Other potential classification systems abound. For example, on the Wikipedia page for anticonvulsants, the drugs are listed according to their chemistry, which is surely one way of doing it (you won't miss anything), but has the disadvantage of being difficult to remember and moreover tells you nothing about the drugs' clinical behaviour. 

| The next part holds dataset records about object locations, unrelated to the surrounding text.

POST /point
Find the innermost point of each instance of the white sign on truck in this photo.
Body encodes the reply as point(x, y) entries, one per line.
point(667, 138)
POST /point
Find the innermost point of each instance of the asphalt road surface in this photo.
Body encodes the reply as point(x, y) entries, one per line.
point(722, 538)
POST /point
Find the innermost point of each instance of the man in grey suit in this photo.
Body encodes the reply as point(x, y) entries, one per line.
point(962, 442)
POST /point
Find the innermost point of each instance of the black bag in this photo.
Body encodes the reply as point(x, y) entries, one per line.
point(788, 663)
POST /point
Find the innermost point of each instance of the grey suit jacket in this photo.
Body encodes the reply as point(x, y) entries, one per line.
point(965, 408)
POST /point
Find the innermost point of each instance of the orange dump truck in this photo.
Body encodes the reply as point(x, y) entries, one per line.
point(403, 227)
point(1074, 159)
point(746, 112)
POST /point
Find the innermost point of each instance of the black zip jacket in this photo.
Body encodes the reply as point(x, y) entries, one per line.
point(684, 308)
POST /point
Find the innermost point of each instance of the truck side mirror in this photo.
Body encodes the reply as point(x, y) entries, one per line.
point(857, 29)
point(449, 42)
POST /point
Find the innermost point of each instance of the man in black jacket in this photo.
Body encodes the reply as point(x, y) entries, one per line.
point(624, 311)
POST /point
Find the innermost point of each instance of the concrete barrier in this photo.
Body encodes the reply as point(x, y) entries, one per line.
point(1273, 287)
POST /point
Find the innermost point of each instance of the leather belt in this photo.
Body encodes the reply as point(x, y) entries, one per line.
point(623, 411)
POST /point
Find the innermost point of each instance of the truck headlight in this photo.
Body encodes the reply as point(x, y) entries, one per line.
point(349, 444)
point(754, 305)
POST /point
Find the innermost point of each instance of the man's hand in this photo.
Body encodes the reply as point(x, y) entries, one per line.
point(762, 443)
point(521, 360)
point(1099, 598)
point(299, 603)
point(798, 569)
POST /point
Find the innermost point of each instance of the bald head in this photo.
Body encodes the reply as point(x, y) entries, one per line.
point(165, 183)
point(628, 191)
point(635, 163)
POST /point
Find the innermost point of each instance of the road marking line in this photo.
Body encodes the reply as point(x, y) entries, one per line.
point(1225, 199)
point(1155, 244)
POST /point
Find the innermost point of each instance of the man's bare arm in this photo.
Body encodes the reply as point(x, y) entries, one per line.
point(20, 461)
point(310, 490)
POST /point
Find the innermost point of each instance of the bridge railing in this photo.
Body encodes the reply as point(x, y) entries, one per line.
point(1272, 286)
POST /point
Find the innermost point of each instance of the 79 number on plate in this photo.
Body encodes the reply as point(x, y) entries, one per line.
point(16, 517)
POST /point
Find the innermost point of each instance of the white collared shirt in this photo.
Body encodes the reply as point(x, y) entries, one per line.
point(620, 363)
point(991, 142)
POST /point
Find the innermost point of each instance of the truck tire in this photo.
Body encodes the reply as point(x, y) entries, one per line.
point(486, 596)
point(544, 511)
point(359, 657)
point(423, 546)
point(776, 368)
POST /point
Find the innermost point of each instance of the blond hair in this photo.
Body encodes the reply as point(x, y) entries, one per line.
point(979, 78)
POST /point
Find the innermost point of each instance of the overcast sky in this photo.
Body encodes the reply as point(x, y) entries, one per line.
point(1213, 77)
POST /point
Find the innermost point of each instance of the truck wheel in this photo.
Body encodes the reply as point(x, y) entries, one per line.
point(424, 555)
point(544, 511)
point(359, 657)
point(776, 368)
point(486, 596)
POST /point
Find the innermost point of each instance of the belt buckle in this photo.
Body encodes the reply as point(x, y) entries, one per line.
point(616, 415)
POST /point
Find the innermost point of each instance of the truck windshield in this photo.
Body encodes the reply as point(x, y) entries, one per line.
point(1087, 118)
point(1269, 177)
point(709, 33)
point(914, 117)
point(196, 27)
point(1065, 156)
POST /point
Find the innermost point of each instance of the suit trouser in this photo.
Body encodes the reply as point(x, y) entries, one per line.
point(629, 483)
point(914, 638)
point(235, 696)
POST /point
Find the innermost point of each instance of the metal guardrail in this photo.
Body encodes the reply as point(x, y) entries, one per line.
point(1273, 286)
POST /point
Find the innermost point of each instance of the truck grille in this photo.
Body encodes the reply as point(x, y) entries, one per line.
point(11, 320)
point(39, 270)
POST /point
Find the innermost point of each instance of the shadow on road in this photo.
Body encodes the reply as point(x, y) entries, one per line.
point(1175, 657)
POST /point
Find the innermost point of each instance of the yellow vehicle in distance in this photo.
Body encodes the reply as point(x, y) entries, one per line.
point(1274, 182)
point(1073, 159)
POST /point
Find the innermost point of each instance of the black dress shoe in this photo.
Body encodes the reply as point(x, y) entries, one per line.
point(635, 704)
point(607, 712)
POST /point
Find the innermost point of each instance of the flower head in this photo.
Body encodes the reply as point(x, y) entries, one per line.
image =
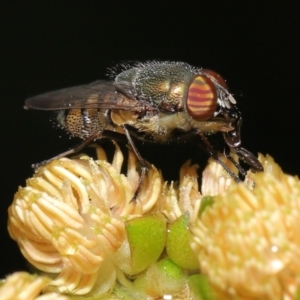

From the perspective of the CICM trainee, a laborious exploration of these classification systems would not be essential. There are only two other drugs in common use which have been explored in previous exam questions (valproate and carbamazepine) and they do have some interesting pharmacological features worth discussing.

Sodium valproate

Sodium valproate (or specifically valproic acid, as the sodium does nothing) was discovered accidentally in the course of testing potential antiepileptic agents, when Pierre Eymard used it as a solvent for his test drugs in 1962. Chemically, valproic acid (2-n-propylpentanoic acid) is a simple branched-chain fatty acid, and there are several other such acids (substituted butyric, pentanoic and hexanoic acids) which all seem to have some anticonvulsant activity. Cutting top the chase, its most usual pharmacological properties are:

• Very small VOD: according to Klotz & Antonin (, its volume of distribution is essentially limited to the extracellular water, particularly that of blood (i.e. 0.1-0.4 L/kg). Partly, this is because it is highly protein-bound to blood albumin (90%).
• Highly protein bound: this feature becomes both harmful and helpful in overdose; on one hand there is more toxic drug in the circulation, but on the other this makes it easier to remove valproate by dialysis.
• Almost exclusively metabolised by the liver: almost none of the unchanged drug can be reclaimed from the urine, i.e. this drug does not rely on the kidneys for clearance, and can be given to chronic renal failure patients with little concern.
• Narrow therapeutic index: the levels need to be in a range of 50-100 mcg/mL, anything higher than that will result in some degree of toxicity. For this reason, monitoring of drug levels is usually required.
• Hyperammonaemia in overdose results from interference with urea cycle enzymes and can give rise to truly preposterous ammonia levels, coma, cerebral oedema, and death. Valproate overdose is very popular with CICM Fellowship examiners, and has been the subject of at least two questions from the Second Part exam, but has never been explored in the First Part.

Carbamazepine

Carbamazepine is basically a tricyclic antidepressant with antiepileptic properties (and no antidepressant effect). Its most memorable features include:

• Minimal water solubility: in fact so difficult was it to create an injectable formulation that early papers on this drug (eg. Albani, 1995) were not able to report the bioavailability because no parenteral option was available to act as the denominator.
•  Sodium channel blocker: Carbamazepine appears to bind to voltage-gated sodium channels in their inactive state, stabilising this state and keeping the channels closed. This is sufficiently similar to what phenytoin does for the two drugs to be classed together, but on the other hand Kuo et al (1997) were able to find enough differences in their receptor-binding kinetics to suggest that carbamazepine might be more useful for one sort of seizures, whereas phenytoin might be more useful for another. 
• It is self-enzyme-inducing. Carbamazepine is metabolised exclusively in the liver, by CYP3A4 - for which it is both a substrate and an activator. With sustained use, increased CYP3A4 activity results in the need for higher and higher doses of the drug, and a shorter and shorter interval between doses, such that chronic users end up having to take it twice a day (i.e the half-life decreases from 40 to about 8 hours)
• It is a pro-drug. Carbamazepine is metabolised into carbamazepine-epoxide, which has about the same activity as the parent drug.
• In overdose, it does classical tricyclic things, with sodium channel blocking QRS prolongation and anticholinergic features. Helpfully, some of the usual point-of-care urine drug screen tests will also often be positive for tricyclics. The bowel, paralysed by the anticholinergic effects, will hopefully store a large bezoar of undissolved tablets, which will be susceptible to whole bowel lavage or doses of charcoal.